Die Polizei mahnt, warnt und gibt Tipps

Die Polizei mahnt, warnt und gibt Tipps

Kreis Heinsberg. Eine Heinsberger Firma ist jüngst dem so genannten Phishing zum Opfer gefallen.

Online wurden von den Tätern Bankdaten „abgefischt”, die dann zu unberechtigten Kontoverfügungen genutzt wurden. Dem Unternehmen entstand dabei ein erheblicher finanzieller Schaden.

Die Polizei mahnt, die Phishing-Angriffswelle breite sich mit alarmierender Schnelligkeit aus, und warnt:

Phishing-Betrüger werden immer dreister. Per E-Mail oder mittels „Trojanischer Pferde” werden Online-Banking-Nutzer auf gefälschte Internetseiten geleitet, die optisch von denen der Geldinstitute kaum zu unterscheiden sind.

Grundsätzlich gilt, dass kein Geldinstitut auf irgendwelchen Formularen oder in Antwort-Mails die Angabe von PIN oder TAN erfragt.

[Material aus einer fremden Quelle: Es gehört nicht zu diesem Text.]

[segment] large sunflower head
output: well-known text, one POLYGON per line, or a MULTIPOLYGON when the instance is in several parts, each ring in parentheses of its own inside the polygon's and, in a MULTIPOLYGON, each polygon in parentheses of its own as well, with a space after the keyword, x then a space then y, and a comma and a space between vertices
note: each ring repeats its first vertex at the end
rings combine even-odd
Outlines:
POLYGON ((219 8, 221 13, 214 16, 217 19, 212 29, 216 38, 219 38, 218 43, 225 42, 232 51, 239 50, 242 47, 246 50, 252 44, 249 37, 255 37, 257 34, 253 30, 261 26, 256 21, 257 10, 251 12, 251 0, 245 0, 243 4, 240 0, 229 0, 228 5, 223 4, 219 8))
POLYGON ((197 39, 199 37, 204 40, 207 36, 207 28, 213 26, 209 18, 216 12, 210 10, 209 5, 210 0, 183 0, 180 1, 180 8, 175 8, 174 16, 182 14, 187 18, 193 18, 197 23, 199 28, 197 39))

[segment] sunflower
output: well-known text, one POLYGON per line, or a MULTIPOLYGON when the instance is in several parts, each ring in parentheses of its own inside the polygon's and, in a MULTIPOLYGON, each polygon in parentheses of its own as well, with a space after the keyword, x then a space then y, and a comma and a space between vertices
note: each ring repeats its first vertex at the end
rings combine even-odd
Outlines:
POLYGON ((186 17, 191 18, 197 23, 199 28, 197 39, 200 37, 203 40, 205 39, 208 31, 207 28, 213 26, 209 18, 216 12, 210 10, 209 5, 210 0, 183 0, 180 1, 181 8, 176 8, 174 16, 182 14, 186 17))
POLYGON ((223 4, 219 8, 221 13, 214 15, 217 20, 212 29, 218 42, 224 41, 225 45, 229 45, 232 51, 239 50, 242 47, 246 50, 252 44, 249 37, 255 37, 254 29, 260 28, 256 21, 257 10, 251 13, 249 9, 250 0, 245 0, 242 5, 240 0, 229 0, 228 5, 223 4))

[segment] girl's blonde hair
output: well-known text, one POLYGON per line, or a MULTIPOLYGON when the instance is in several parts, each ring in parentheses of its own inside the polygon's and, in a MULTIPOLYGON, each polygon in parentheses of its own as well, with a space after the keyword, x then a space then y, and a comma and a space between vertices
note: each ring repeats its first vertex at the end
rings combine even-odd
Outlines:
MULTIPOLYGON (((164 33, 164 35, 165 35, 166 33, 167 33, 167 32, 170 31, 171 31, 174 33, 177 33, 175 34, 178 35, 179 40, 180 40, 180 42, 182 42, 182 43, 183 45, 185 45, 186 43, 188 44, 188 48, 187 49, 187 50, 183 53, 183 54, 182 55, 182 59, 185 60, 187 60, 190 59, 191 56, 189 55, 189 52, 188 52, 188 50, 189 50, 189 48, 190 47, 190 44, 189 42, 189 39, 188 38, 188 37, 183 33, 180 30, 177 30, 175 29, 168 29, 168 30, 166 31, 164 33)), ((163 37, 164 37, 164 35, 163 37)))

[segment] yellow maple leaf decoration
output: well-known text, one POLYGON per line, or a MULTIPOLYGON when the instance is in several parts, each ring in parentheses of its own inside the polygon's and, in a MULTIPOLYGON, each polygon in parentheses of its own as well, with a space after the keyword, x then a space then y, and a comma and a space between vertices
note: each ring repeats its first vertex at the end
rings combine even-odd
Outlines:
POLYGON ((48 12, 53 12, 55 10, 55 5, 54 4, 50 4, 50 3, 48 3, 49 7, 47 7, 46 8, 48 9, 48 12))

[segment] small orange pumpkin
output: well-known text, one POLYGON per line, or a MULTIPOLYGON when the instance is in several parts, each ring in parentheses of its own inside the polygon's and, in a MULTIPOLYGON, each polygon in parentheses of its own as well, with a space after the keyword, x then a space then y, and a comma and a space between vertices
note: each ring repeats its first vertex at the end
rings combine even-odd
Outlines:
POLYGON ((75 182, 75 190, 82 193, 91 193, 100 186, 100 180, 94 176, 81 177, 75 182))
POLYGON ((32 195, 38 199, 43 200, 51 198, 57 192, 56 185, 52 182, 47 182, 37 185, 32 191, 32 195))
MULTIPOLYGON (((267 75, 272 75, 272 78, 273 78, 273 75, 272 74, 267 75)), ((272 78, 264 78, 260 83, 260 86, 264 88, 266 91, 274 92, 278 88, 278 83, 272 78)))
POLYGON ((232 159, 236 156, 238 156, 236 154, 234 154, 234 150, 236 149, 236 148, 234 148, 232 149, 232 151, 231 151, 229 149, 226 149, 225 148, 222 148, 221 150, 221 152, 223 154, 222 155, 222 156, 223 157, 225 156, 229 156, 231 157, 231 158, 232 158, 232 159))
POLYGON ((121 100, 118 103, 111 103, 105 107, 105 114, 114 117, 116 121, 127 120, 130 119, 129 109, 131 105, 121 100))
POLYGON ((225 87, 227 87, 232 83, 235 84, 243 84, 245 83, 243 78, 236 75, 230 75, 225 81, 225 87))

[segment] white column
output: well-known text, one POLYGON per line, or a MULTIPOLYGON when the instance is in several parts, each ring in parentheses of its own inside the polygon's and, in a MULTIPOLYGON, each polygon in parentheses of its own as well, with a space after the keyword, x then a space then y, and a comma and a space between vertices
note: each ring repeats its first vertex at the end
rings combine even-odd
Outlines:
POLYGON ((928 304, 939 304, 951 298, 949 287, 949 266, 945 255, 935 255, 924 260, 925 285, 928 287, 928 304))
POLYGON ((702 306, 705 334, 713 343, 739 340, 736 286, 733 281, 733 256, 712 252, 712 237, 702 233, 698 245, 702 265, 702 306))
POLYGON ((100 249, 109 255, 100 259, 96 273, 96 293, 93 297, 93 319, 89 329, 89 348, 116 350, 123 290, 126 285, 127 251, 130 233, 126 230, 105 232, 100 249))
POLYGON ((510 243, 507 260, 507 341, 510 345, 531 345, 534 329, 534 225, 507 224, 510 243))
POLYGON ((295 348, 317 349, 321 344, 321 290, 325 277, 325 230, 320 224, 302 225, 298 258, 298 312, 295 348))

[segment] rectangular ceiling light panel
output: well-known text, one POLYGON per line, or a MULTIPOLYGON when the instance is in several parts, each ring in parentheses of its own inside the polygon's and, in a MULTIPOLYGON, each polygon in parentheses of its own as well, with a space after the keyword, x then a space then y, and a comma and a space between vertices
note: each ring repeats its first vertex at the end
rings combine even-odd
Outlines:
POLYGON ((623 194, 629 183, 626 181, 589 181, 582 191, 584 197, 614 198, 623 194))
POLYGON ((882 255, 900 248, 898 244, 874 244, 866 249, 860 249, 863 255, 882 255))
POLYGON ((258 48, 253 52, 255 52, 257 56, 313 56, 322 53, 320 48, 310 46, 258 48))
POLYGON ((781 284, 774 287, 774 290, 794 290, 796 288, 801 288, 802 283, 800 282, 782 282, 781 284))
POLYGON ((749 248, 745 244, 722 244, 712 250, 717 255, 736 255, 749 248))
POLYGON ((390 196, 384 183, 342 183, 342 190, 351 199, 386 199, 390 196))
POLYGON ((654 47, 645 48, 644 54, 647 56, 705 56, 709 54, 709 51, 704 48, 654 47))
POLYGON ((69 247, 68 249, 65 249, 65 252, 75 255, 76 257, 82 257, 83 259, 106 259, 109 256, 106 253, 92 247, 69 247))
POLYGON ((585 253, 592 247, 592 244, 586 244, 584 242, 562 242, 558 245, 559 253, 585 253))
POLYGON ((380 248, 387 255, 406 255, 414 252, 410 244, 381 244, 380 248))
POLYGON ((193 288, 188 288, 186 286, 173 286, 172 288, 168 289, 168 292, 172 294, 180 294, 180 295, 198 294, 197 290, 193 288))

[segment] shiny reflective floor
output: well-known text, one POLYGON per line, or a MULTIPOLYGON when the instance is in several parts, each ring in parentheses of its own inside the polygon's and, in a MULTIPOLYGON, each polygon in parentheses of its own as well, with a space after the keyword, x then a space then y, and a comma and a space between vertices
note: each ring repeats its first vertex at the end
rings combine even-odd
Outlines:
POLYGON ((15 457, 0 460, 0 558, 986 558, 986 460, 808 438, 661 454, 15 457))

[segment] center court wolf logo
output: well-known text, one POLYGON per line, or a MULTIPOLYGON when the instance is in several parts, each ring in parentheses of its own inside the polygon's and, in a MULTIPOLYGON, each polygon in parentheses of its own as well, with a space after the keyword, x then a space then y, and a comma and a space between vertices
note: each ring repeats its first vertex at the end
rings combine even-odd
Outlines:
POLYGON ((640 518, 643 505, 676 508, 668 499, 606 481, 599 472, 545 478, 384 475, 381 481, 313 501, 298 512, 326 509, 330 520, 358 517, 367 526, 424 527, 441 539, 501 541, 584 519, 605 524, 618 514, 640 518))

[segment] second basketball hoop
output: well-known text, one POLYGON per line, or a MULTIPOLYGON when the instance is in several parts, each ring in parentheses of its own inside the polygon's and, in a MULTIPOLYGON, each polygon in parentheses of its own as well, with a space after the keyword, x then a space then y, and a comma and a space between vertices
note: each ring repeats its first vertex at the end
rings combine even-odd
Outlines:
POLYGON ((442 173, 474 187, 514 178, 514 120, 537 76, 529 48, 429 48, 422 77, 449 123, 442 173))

Diese sind alleine und ausschließlich innerhalb der Nutzung eines Banking-Programms erforderlich.

Phishing-Varianten sind immer schwerer zu enttarnen. Besonders kritisch sollten Sie immer dann werden, wenn Sie während einer Online-Banking-Sitzung eine Fehlermeldung erhalten oder Ihr Browser plötzlich geschlossen wird.

Dies ist häufig ein Anzeichen für Phishing, da Phishing-Betrüger Ihre TAN (Transaktionsnummer) nur benutzen können, solange Sie selbst eine beabsichtigte Transaktion noch nicht „erfolgreich” abgeschlossen haben.

Die Polizei rät: Nutzen Sie für das Online-Banking das sichere HBCI-Verfahren (mit Kartenlesegerät). Nutzen Sie ein Anti-Viren-Programm und halten Sie es immer auf dem aktuellen Stand. Installieren Sie eine Firewall. Nutzen Sie keine Links in E-Mails für das Online-Banking.

Begrenzen Sie die Höhe der per Online-Banking möglichen Überweisungsbeträge. Kontrollieren Sie regelmäßig und unmittelbar nach Transaktionen Ihre Kontobewegungen.

Sollten Sie vermuten, Phishing-Opfer geworden zu sein, sperren Sie Ihren Online-Banking-Zugang, gegebenenfalls können Sie dies auch durch die dreimalige Eingabe einer falschen TAN erreichen. Erstatten Sie Anzeige bei der Polizei, wenn Sie Geld durch einen Phishing-Betrug verloren haben.